2/15/06

Twenty Thousand Leagues Under the Sea

Twenty Thousand Leagues is great fun, easily the best live-action Disney ever made.

Kirk Douglas made for an enjoyable Ned Lands, where he plays himself--athletic straight shooter, no pretensions; Peter Lorre has the Sancho Panza role, and he makes of it what he can, giving us beleagured common sense caught between Lands' lowbrow slapstick and the professor's fine ideals. He even persuades us that there's a real friendship growing between his character and Lands--that bit of business where Lands sweeps his hair back with one hand and Lorre has to slick it back down, I wonder who came up with it, was it in the script or did either Douglas or Lorre improvise?

James Mason gives the film what tragic depth it has, of course; his brooding Nemo is both idealist and cynic, and he deftly suggests either one or the other with every other line of dialogue, and you don't blink, you buy the contradiction. I think it helps that Mason gives every line the same weight and emphasis, the same measured, immaculate delivery, suggesting he believes in the potential of man exploring and understanding nature the same time he believes in his insiduous nature (what's really needed is someone equally compelling to point out to Nemo that man is part of nature, and as such he should make the effort to pull himself together).
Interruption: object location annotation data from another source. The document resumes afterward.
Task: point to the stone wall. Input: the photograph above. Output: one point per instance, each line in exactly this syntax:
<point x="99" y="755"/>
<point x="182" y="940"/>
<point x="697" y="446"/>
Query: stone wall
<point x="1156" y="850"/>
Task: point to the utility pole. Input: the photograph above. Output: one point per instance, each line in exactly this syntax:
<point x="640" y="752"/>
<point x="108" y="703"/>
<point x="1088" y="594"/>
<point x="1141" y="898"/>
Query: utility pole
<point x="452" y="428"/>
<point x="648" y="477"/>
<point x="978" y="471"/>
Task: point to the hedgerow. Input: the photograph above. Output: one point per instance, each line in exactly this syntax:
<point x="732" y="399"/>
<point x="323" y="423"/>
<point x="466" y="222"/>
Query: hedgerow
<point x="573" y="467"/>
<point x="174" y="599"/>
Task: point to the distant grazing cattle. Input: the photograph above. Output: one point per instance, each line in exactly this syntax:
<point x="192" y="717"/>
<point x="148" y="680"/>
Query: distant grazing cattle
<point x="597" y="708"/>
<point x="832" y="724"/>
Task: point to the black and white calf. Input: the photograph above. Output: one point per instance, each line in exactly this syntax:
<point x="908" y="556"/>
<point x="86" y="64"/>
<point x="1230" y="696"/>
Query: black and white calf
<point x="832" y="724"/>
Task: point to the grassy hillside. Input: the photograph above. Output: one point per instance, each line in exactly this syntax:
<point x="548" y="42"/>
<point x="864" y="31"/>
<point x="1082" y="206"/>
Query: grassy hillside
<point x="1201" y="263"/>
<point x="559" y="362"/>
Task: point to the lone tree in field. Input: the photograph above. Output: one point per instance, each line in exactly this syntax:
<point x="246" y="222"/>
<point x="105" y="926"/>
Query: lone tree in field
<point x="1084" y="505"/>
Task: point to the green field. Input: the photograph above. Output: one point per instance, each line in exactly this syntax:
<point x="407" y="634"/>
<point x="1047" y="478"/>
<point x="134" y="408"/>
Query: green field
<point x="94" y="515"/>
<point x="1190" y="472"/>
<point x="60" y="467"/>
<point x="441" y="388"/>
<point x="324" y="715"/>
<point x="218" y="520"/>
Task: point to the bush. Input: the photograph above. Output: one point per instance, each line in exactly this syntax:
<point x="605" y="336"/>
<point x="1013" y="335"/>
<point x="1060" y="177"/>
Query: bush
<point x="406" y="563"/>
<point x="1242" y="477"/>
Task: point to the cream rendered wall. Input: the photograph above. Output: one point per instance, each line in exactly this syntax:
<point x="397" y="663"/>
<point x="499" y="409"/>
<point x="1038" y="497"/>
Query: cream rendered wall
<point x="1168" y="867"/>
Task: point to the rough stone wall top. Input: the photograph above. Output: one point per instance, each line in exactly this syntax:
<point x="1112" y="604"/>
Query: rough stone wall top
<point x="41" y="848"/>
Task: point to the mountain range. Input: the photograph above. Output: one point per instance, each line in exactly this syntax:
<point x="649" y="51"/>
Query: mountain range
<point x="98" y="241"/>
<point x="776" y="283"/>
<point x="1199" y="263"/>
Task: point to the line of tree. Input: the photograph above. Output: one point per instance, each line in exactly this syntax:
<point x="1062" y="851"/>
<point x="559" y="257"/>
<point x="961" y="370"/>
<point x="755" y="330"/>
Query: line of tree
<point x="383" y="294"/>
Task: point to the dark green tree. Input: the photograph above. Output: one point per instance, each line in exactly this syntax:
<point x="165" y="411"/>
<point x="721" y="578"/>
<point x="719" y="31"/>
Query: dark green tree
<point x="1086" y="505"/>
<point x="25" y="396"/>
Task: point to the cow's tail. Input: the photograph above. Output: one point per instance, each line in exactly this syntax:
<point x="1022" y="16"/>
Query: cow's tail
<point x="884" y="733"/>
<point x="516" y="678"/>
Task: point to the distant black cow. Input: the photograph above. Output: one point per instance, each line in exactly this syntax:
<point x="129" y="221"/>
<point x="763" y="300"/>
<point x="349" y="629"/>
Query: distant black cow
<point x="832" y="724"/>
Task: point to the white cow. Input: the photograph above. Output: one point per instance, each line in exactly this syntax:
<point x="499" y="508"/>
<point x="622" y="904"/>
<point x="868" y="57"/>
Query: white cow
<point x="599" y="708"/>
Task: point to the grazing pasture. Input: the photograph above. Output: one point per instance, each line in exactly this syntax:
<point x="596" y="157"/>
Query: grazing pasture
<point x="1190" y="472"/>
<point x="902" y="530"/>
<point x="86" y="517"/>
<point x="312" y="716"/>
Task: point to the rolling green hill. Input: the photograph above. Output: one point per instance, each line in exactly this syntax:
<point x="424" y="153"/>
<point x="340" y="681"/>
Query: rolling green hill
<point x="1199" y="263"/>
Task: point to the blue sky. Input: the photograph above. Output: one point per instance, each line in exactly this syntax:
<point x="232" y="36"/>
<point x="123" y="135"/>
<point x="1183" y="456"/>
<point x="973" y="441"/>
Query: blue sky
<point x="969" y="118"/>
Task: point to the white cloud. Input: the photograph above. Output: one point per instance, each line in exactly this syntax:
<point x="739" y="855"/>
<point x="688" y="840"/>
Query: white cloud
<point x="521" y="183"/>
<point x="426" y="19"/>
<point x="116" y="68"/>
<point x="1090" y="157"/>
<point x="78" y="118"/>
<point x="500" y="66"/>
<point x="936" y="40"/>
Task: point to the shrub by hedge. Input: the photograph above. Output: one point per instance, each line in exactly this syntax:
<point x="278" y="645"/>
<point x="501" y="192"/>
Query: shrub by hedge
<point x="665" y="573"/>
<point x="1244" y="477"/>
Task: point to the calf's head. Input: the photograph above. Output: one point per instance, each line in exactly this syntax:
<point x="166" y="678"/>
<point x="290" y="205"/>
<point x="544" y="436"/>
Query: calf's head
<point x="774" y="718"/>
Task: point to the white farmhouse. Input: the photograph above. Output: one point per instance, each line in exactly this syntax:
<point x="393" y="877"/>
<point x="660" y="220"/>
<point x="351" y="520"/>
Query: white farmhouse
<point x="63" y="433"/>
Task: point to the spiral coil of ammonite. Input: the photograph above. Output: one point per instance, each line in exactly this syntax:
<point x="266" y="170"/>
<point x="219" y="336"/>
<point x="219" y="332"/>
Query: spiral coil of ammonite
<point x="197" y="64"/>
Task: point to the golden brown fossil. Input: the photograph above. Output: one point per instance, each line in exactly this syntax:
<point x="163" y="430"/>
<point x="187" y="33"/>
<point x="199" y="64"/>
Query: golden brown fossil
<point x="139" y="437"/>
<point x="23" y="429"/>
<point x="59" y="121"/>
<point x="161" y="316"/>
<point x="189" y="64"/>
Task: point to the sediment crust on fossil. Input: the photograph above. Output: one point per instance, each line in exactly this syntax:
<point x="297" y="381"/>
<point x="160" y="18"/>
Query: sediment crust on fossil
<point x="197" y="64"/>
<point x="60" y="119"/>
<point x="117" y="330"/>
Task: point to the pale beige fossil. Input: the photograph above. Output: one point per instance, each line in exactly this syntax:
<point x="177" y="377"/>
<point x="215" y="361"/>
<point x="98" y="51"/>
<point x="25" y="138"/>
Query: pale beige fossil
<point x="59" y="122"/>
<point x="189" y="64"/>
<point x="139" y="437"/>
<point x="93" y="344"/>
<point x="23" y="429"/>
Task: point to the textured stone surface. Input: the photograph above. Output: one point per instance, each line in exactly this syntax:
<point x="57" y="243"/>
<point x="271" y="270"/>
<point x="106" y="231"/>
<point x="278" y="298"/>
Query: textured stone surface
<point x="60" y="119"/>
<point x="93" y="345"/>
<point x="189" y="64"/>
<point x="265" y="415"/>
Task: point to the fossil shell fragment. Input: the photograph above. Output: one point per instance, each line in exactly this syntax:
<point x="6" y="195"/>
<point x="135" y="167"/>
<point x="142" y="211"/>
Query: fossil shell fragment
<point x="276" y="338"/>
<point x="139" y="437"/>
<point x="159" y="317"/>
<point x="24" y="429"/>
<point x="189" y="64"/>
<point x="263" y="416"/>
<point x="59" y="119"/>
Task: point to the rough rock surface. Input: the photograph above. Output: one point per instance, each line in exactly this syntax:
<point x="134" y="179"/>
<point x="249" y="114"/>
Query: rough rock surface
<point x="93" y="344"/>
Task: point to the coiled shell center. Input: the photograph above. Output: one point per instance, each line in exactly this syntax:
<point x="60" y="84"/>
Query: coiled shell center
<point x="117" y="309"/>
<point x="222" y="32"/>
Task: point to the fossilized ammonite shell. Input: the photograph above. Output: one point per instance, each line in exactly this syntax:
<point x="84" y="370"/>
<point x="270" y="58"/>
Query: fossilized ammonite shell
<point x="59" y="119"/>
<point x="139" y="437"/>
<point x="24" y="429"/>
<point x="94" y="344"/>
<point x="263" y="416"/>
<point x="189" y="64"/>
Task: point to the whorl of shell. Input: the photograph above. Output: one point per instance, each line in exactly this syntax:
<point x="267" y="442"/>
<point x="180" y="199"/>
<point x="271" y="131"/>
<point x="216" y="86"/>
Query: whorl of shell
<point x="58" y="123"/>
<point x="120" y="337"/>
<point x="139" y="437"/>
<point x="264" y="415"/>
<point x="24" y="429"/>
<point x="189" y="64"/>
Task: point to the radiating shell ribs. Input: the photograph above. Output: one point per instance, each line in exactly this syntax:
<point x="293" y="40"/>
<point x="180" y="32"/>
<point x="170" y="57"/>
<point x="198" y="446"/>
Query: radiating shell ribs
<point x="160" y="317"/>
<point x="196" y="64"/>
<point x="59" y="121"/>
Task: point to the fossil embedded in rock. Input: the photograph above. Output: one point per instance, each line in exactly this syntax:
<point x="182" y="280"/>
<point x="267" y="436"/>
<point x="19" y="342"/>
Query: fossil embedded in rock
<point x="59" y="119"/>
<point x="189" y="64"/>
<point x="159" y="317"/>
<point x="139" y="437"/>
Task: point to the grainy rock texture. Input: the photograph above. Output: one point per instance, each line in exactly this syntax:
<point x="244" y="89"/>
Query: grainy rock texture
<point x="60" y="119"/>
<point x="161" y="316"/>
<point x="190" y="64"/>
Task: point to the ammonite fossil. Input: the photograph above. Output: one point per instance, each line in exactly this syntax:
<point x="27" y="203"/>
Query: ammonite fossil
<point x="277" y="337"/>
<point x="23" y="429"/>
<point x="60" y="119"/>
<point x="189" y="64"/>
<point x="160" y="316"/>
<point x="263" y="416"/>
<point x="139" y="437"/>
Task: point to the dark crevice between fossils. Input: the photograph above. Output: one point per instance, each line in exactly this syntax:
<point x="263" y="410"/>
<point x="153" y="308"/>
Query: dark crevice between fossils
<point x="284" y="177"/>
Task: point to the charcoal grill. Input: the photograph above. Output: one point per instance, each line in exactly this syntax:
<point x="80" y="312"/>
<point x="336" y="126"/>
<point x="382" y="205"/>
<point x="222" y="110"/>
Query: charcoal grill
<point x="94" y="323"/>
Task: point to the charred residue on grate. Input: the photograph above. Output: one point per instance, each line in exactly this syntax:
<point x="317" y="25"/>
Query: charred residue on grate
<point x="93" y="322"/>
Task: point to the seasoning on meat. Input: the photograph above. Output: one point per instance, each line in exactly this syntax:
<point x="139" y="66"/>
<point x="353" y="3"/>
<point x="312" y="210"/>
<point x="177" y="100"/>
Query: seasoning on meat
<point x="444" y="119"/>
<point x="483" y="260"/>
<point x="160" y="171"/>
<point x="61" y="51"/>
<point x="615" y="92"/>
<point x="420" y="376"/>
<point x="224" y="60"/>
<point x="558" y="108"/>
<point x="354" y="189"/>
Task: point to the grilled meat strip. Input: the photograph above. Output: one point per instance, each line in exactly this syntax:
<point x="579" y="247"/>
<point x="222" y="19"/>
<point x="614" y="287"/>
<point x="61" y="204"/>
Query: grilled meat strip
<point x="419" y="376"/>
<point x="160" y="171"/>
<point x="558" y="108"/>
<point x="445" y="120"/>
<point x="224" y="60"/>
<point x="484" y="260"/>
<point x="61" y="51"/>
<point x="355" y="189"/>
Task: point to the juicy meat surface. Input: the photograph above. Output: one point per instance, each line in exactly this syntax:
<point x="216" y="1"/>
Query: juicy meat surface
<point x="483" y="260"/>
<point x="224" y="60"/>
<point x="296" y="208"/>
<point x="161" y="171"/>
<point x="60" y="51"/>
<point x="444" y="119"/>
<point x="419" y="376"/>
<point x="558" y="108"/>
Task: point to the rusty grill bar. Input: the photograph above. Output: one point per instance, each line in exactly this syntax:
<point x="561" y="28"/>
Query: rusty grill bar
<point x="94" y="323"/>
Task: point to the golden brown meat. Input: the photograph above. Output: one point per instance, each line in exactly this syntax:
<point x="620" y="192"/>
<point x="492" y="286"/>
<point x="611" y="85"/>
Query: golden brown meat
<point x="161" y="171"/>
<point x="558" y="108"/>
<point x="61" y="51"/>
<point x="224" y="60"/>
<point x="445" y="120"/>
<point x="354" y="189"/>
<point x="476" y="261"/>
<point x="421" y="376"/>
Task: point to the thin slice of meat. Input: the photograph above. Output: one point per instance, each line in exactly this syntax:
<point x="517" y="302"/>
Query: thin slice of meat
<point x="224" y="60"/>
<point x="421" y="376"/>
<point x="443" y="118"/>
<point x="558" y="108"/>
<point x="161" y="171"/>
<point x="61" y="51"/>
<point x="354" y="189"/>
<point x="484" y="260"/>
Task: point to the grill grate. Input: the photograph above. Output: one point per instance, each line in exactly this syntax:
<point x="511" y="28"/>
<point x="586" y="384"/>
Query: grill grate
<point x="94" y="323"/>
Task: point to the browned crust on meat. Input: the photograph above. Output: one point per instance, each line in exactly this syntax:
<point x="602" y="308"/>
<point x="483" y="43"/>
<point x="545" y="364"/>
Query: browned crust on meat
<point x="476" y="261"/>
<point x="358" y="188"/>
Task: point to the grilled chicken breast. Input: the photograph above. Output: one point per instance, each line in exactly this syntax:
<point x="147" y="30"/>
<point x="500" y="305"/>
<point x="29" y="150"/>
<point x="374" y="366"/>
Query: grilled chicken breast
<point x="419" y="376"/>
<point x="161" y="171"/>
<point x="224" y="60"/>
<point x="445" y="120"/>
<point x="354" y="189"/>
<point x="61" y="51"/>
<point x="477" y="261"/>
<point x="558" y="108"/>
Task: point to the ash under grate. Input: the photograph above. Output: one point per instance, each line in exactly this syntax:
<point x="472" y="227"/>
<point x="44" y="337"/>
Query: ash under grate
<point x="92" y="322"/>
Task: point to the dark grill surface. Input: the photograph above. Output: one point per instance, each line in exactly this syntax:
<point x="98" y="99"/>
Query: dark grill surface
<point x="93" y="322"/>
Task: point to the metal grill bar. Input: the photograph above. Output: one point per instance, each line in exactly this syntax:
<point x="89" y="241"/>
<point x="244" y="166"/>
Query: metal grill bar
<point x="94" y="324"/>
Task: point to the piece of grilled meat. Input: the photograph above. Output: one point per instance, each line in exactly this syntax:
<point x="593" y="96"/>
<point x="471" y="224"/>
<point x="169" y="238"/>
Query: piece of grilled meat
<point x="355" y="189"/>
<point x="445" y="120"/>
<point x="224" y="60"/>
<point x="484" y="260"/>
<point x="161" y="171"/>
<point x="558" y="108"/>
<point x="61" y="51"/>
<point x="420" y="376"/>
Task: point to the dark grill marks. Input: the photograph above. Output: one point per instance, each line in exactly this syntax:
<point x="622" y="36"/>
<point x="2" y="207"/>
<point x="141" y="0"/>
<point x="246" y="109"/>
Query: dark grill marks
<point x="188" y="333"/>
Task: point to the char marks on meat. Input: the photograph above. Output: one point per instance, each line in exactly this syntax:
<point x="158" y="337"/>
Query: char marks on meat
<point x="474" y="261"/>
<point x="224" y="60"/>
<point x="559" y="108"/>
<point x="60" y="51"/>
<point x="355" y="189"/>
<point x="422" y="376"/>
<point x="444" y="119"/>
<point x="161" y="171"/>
Wonderful performances, but really the star of the show is the production design. Fleischer has a rearview window that at times acts like a film screen, showing us, say, the drama of Lands and his friends being towed into the sea to drown; even better is the giant iris that opens up like a movie camera's to present the wonders of the ocean--it's Disney's fascination with nature speaking, showing us what we could see if we only open our eyes, and I think an emblematic image of the magical possibilities the ocean holds for us.

If the design is the real star, then the Nautilus is its greatest triumph, part giant iron-scaled fish, part steampunk techonology (not from Verne's point of view, of course, but definitely from the filmmakers') come to humming life, and all cinema magic; what makes the vessel so memorable is that eerie green glow it gives off; it reminds you of the luminescence you see when huge creatures stir the ocean depths.

That huge squid was impressive, even if it did move backwards (couldn't they tell just from the way the creature was designed?).